On Tue, May 21, 2019 at 5:01 PM H.J. Lu <hjl.to...@gmail.com> wrote:
>
> get_frame_size () returns used stack slots during compilation, which
> may be optimized out later.  This patch does the followings:
>
> 1. Add no_stack_frame to machine_function to indicate that the function
> doesn't need a stack frame.

Can you please add "stack_frame_required" to machine_function with
inverted meaning instead? Every single usage of no_stack_frame is
inverted, and it is hard to follow this negative logic through the
code.

> 2. Change ix86_find_max_used_stack_alignment to set no_stack_frame.
> 3. Always call ix86_find_max_used_stack_alignment to check if stack
> frame is needed.
>
> Tested on i686 and x86-64 with
>
> --with-arch=native --with-cpu=native
>
> Tested on AVX512 machine configured with
>
> --with-arch=native --with-cpu=native
>
> gcc/
>
>         PR target/88483
>         * config/i386/i386.c (ix86_get_frame_size): New function.

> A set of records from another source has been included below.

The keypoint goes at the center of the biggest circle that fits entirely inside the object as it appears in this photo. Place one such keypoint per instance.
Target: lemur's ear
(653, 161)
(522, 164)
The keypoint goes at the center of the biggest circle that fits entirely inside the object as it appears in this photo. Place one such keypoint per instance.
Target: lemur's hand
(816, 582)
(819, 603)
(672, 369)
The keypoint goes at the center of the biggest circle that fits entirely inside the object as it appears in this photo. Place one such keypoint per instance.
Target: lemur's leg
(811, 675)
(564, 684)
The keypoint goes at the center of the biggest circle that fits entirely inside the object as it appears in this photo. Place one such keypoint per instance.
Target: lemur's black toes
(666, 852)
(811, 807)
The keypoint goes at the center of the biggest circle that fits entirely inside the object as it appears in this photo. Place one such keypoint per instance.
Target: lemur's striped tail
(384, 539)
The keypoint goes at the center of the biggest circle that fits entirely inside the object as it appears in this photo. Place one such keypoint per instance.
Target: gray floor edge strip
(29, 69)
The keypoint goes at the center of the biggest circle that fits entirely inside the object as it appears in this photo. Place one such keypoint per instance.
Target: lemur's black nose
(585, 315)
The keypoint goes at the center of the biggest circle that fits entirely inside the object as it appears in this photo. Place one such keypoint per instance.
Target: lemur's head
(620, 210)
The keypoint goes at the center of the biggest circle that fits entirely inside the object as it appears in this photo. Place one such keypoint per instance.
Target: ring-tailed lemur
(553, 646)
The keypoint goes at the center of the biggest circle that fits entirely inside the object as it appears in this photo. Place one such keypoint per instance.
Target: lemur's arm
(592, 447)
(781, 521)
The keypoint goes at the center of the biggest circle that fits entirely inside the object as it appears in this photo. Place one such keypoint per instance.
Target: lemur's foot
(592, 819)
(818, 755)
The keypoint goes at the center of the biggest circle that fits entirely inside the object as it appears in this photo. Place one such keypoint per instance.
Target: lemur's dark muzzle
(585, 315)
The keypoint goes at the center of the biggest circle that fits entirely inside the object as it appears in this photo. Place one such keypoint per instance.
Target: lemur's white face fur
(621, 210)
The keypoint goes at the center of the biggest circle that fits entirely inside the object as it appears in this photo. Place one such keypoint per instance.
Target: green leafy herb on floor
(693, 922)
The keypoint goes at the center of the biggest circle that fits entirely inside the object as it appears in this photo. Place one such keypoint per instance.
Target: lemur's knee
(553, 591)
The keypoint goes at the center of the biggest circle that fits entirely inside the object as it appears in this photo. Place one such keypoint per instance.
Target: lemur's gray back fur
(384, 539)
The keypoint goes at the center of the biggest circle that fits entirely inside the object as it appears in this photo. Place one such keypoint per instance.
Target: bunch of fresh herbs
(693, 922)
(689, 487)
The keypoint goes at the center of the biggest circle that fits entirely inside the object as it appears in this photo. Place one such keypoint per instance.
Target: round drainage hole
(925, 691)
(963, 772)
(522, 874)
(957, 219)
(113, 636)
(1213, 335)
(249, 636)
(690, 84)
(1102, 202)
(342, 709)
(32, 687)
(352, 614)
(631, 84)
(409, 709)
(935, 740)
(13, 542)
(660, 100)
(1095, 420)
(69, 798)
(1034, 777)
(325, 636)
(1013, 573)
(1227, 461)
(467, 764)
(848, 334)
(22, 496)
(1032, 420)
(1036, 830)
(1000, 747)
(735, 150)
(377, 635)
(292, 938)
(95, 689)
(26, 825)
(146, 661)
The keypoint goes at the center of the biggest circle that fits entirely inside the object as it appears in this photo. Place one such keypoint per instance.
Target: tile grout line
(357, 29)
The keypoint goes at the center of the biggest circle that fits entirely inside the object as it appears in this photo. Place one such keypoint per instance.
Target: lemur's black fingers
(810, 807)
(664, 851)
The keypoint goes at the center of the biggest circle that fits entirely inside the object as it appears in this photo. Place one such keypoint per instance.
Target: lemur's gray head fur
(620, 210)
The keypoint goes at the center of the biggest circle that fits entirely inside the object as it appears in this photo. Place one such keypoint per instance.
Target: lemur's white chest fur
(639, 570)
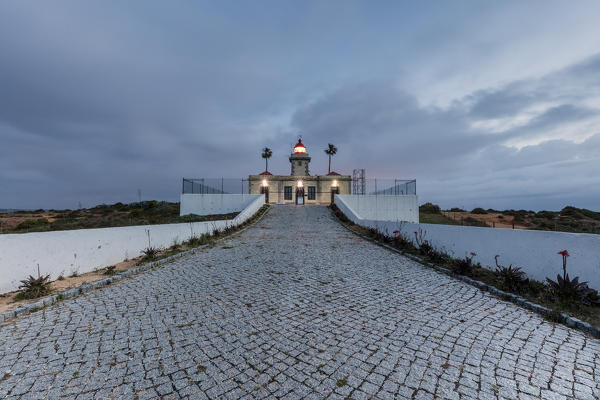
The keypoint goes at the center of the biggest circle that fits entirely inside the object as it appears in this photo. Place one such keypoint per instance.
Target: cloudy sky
(492, 104)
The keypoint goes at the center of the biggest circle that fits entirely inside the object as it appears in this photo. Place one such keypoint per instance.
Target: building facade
(299, 187)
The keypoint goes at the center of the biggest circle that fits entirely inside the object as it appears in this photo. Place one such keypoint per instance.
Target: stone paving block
(293, 307)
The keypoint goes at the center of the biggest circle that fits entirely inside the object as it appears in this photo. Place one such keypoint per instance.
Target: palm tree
(330, 151)
(267, 153)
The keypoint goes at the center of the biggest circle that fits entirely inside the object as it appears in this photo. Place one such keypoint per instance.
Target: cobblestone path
(294, 307)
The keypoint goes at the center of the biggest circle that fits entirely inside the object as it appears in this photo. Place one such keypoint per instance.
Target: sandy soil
(7, 299)
(497, 220)
(11, 220)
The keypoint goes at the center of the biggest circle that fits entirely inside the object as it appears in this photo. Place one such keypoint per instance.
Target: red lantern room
(299, 147)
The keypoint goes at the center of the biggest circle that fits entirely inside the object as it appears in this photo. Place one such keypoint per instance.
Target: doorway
(334, 191)
(300, 196)
(265, 190)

>         (ix86_frame_pointer_required): Replace get_frame_size with
>         ix86_get_frame_size.
>         (ix86_compute_frame_layout): Likewise.
>         (ix86_find_max_used_stack_alignment): Changed to void.  Set
>         no_stack_frame.
>         (ix86_finalize_stack_frame_flags): Always call
>         ix86_find_max_used_stack_alignment.  Replace get_frame_size with
>         ix86_get_frame_size.
>         * config/i386/i386.h (machine_function): Add no_stack_frame.
>
> gcc/testsuite/
>
>         PR target/88483
>         * gcc.target/i386/stackalign/pr88483-1.c: New test.

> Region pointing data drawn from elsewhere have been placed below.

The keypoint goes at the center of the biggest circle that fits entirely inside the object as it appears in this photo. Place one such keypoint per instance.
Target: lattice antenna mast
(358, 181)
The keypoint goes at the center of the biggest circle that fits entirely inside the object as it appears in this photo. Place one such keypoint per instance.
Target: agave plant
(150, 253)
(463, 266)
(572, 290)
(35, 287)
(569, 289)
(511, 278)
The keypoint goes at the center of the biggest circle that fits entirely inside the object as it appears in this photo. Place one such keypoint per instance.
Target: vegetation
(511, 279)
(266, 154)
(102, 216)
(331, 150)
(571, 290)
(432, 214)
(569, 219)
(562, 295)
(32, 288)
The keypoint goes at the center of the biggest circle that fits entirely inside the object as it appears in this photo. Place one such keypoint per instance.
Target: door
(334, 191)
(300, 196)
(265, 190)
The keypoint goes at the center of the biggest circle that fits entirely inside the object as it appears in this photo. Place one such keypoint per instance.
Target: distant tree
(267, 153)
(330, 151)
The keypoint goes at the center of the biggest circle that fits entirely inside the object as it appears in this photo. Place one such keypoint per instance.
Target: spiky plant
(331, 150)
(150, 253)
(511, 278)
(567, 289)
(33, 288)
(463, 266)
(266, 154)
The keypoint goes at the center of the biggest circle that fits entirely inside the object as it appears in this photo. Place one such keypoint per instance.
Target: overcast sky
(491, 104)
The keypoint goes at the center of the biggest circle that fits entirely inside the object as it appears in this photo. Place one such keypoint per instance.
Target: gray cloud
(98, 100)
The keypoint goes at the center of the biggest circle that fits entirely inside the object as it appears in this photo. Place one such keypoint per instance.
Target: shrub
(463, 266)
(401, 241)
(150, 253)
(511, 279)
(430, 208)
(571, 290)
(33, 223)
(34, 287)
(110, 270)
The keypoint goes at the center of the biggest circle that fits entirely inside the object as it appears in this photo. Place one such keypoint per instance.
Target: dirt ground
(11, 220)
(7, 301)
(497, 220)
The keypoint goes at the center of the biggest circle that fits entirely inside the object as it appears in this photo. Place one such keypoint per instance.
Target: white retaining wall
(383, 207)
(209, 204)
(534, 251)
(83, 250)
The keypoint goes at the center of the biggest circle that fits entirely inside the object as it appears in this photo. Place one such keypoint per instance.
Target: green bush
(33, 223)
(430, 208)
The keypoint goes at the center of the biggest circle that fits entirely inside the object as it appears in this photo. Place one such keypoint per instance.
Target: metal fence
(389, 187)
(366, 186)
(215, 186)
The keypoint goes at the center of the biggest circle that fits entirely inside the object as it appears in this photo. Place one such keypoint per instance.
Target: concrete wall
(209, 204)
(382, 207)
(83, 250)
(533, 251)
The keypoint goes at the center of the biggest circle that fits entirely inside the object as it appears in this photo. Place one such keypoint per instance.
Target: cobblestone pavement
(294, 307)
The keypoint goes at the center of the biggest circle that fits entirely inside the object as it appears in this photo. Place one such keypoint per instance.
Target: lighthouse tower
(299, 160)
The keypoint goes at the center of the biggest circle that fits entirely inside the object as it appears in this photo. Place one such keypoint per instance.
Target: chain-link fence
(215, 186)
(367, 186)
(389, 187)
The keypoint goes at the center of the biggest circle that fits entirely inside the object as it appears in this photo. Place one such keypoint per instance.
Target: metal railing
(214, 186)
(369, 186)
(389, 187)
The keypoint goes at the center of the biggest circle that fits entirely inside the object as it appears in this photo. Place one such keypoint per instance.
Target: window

>         * gcc.target/i386/stackalign/pr88483-2.c: Likewise.
> ---
>  gcc/config/i386/i386.c                        | 53 ++++++++++++-------
>  gcc/config/i386/i386.h                        |  3 ++
>  .../gcc.target/i386/stackalign/pr88483-1.c    | 18 +++++++
>  .../gcc.target/i386/stackalign/pr88483-2.c    | 18 +++++++
>  4 files changed, 74 insertions(+), 18 deletions(-)
>  create mode 100644 gcc/testsuite/gcc.target/i386/stackalign/pr88483-1.c
>  create mode 100644 gcc/testsuite/gcc.target/i386/stackalign/pr88483-2.c
>
> diff --git a/gcc/config/i386/i386.c b/gcc/config/i386/i386.c
> index 54607748b0b..d0b2a4f8b70 100644
> --- a/gcc/config/i386/i386.c
> +++ b/gcc/config/i386/i386.c
> @@ -5012,6 +5012,19 @@ ix86_can_use_return_insn_p (void)

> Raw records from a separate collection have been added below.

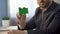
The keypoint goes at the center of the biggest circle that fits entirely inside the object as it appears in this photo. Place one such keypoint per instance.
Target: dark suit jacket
(50, 24)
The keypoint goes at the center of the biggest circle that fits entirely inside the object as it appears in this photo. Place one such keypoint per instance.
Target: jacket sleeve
(31, 23)
(52, 28)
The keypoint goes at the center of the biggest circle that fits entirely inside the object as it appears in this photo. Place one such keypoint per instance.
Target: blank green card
(23, 10)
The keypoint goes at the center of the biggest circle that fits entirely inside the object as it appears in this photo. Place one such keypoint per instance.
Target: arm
(52, 28)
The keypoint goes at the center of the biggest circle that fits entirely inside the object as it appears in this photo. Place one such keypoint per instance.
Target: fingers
(10, 32)
(23, 17)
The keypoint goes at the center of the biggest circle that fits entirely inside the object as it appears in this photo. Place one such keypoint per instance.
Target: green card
(23, 10)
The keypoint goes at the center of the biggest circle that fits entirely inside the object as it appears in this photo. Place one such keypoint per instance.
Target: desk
(5, 30)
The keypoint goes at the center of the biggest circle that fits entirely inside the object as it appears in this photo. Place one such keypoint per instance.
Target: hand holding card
(23, 10)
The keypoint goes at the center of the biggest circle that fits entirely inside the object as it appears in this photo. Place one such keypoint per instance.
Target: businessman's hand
(21, 20)
(17, 32)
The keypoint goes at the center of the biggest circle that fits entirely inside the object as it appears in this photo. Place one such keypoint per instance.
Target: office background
(10, 8)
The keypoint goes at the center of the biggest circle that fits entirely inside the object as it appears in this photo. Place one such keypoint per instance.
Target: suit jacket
(50, 24)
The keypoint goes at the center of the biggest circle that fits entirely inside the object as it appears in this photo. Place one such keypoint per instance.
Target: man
(45, 21)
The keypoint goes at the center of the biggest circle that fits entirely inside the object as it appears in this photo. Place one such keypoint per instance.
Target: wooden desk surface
(5, 30)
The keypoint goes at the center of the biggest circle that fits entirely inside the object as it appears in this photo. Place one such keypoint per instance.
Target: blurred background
(10, 8)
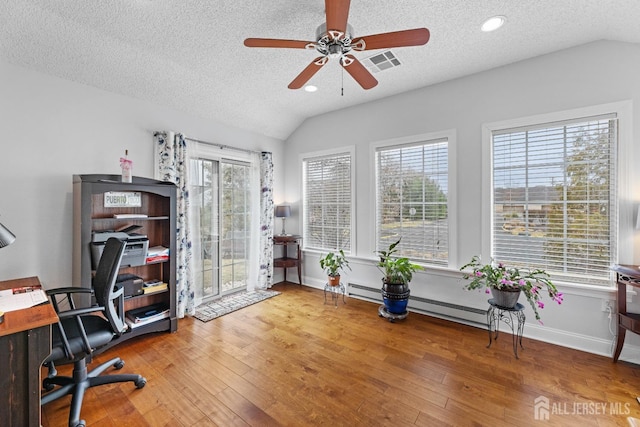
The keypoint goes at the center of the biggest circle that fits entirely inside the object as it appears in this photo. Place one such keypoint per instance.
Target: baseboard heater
(445, 310)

>           && (frame.nregs + frame.nsseregs) == 0);
>  }
>
> +/* Return stack frame size.  get_frame_size () returns used stack slots
> +   during compilation, which may be optimized out later.  no_stack_frame
> +   is set to true if stack frame isn't needed.  */
> +
> +static HOST_WIDE_INT
> +ix86_get_frame_size (void)
> +{
> +  if (cfun->machine->no_stack_frame)
> +    return 0;
> +  else
> +    return get_frame_size ();
> +}
> +
>  /* Value should be nonzero if functions must have frame pointers.
>     Zero means the frame pointer need not be set up (and parms may
>     be accessed via the stack pointer) in functions that seem suitable.  */
> @@ -5035,7 +5048,7 @@ ix86_frame_pointer_required (void)
>
>    /* Win64 SEH, very large frames need a frame-pointer as maximum stack
>       allocation is 4GB.  */
> -  if (TARGET_64BIT_MS_ABI && get_frame_size () > SEH_MAX_FRAME_SIZE)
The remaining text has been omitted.